The beginning of December marked the slowest resin trading week of the year, reports the PlasticsExchange (Chicago) in its Market Update. Activity picked up mid-week, but only slightly, with ho-hum daily volumes amid limited spot demand.
![]() |
Image courtesy Cool Design/ freedigitalphotos.net. |
Processors are de-stocking, which is both seasonal as the year-end approaches but also a result of lofty resin prices that are now coming un-done. Offers for both polyethylene (PE) and polypropylene (PP) flowed freely and domestic railcars were well discounted, as burdensome upstream resin supplies weighed on the market. PE prices shed another cent, while PP chunked off $0.02 to 0.03/lb. Contract prices for both PE and PP decreased in November and seem to be headed for similar declines in December.
The spot PE market began December cautiously and quietly, failing to maintain the heightened pace seen at the end of November, which had become the norm for much of 2018. Transacted volumes and overall demand were off, with most trading chatter coming from suppliers looking to unload warehoused materials while passing along producer railcar offers, hoping to find a buyer before retreating upstream without a sale. Processors picked away with small purchase orders, buying only what they needed to fill in supply gaps, as they watched spot PE prices slip another penny. At least one producer, in an apparent effort to help stem the slide, nominated a price increase for both December and January, seeking $0.03/lb and $0.05/lb, respectively. At this time, spot activity does not support these ambitions, writes the PlasticsExchange.
Many are calling for further price decreases to close the gap between ever-falling spot levels and the resilient contract market, save for the $0.03/lb decrease conceded in November. While record export activity was reported in October, largely because of producer direct sales efforts, incremental export sales remained challenged by both soft prices and overseas demand. It would not be surprising to see PE production throttled back in December, as producers seek to regain pricing power in the new year, notes the PlasticsExchange.

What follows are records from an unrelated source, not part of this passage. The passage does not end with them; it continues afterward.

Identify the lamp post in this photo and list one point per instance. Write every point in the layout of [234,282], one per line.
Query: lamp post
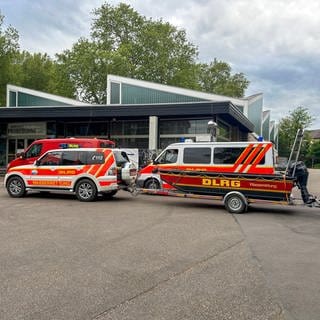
[212,128]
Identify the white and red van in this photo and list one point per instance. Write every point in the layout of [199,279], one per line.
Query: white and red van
[39,147]
[237,157]
[86,172]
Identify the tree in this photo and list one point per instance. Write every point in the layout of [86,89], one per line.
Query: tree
[125,43]
[288,127]
[39,72]
[8,50]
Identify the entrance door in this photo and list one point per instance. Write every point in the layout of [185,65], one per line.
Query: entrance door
[15,146]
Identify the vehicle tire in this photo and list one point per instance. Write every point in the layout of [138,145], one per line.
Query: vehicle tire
[109,195]
[152,183]
[235,202]
[86,190]
[16,187]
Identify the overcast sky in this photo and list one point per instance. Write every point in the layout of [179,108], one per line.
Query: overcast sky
[275,43]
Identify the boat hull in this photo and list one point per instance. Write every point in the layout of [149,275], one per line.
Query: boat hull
[275,187]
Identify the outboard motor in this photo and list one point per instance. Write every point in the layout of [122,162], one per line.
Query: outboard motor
[299,171]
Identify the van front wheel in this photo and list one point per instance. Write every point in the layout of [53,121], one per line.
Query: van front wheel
[86,190]
[16,187]
[152,183]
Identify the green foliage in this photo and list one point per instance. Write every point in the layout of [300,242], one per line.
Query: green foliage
[216,77]
[288,127]
[124,43]
[39,72]
[127,44]
[8,50]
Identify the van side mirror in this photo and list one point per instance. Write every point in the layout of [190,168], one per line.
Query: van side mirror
[21,155]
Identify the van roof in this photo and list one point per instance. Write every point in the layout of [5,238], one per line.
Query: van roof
[229,143]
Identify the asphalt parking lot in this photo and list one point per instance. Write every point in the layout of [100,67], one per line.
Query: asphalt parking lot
[154,257]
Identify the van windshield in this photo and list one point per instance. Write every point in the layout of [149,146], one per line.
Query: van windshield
[168,156]
[34,151]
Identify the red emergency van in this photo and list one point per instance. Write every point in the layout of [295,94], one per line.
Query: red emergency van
[85,172]
[38,147]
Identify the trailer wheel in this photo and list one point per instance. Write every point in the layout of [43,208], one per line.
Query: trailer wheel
[86,190]
[16,187]
[235,202]
[152,183]
[109,194]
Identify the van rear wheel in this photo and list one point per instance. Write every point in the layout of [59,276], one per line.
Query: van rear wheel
[86,190]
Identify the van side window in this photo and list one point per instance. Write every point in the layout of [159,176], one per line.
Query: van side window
[51,159]
[169,156]
[34,151]
[197,155]
[226,155]
[94,157]
[71,158]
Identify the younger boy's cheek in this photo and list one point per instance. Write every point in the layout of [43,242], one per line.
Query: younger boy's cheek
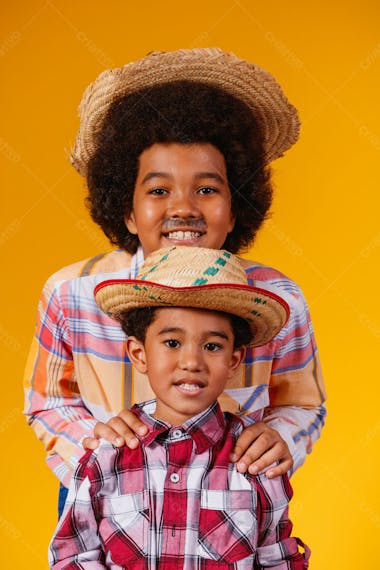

This past week was fairly active for PP, despite the fact that few deals were actually completed. The PlasticsExchange trading desk fielded a healthy number of inquiries for immediate shipment, and while some orders were filled, in many cases, price expectations did not match up. Of those transactions that were completed, volume favored co-polymer PP, where prices had eroded $0.04/lb this past week alone. Homo-polymer PP slid a penny less. Many trading partners had scarcely any PP warehoused ready to go and did not want to meet the low-ball buyer bids, according to the PlasticsExchange. While there were plenty of fresh railcars offered for new shipment at workable levels, the timing on these delays created challenges, which is typical in a rapidly falling market.
November PP contracts decreased $0.10/lb, commensurate with a drop in PGP monomer; several resin producers are seeking to reduce December PP contracts, but to a lesser degree than the forthcoming drop in December monomer contracts. With import arbitration closed, the PlasticsExchange foresees a tightening of the supply/demand dynamic developing, perhaps early in the new year. For now, though, there are relative deals to be had for railcar quantities.